The less common but more visible imbalance is too many strategists, not enough operational spine. This is more common in VC-backed startups with visionary founders. The business has a compelling story, a clear whitespace, and a leadership team that can articulate the opportunity in every possible dimension. And it consistently fails to execute. Things don't ship on time. The product roadmap changes every quarter. The ops metrics tell a different story than the investor narrative.
How to read your own team
Some useful diagnostic questions:
- When a big problem surfaces in a leadership meeting, what happens? Does the team immediately move to process and ownership, or to broader context and implications?
- How often does the team challenge its own strategy, genuinely, not just performatively?
- What kind of hires does the team default to when they need to add capacity?
- Who in the team is most uncomfortable? Operators are uncomfortable when there's ambiguity; strategists are uncomfortable when everything feels too settled.
The team's discomfort profile tells you a lot. A team where everyone is uncomfortable with ambiguity is a team of operators. A team where nobody is uncomfortable with ambiguity probably isn't tracking the right things.
Building in the missing element
Once you've identified the imbalance, there are a few ways to address it. Hiring is the obvious one if you need more strategic challenge, hire for it deliberately. Fractional or advisory talent can be useful here, particularly if the culture makes it hard to absorb a full-time strategic hire who will challenge the orthodoxies the team has built.

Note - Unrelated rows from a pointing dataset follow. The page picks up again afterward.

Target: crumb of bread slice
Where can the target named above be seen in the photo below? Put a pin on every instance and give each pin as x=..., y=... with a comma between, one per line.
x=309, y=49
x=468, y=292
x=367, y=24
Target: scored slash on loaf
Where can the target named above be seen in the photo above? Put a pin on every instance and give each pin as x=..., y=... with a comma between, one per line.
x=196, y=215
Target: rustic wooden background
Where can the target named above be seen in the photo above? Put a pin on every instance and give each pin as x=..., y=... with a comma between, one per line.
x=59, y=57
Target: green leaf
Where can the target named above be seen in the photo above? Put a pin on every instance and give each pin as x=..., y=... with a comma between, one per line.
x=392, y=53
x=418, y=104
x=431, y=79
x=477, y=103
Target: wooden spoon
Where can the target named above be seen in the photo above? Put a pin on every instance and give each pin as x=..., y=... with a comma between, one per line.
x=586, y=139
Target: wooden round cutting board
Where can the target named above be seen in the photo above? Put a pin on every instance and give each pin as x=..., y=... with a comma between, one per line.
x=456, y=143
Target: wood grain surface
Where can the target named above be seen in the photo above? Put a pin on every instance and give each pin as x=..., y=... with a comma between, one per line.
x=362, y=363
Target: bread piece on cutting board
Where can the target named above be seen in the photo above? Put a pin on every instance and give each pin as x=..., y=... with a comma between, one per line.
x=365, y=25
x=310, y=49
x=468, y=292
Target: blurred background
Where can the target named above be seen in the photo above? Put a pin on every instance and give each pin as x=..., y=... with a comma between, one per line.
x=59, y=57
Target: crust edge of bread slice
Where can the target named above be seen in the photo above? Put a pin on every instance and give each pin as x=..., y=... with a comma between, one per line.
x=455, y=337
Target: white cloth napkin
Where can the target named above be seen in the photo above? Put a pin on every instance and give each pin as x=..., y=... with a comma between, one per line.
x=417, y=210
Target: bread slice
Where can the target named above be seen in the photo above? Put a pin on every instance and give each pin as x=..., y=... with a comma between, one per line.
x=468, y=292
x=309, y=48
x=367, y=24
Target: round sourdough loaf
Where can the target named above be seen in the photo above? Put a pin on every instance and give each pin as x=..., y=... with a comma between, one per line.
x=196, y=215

But it's also worth noting that most people are capable of more range than their role requires of them. Operators who are given genuine responsibility for competitive positioning often develop more strategic instinct than you'd expect. Strategists who are required to run something to own the delivery, not just the vision, often become more operationally grounded.
The leadership teams that work best aren't perfectly balanced in some theoretical sense. They're teams where the different orientations have genuine respect for each other, where the operator doesn't dismiss strategy as "just talking" and the strategist doesn't dismiss operations as "just managing." That mutual respect is what makes a team capable of both thinking well and executing well.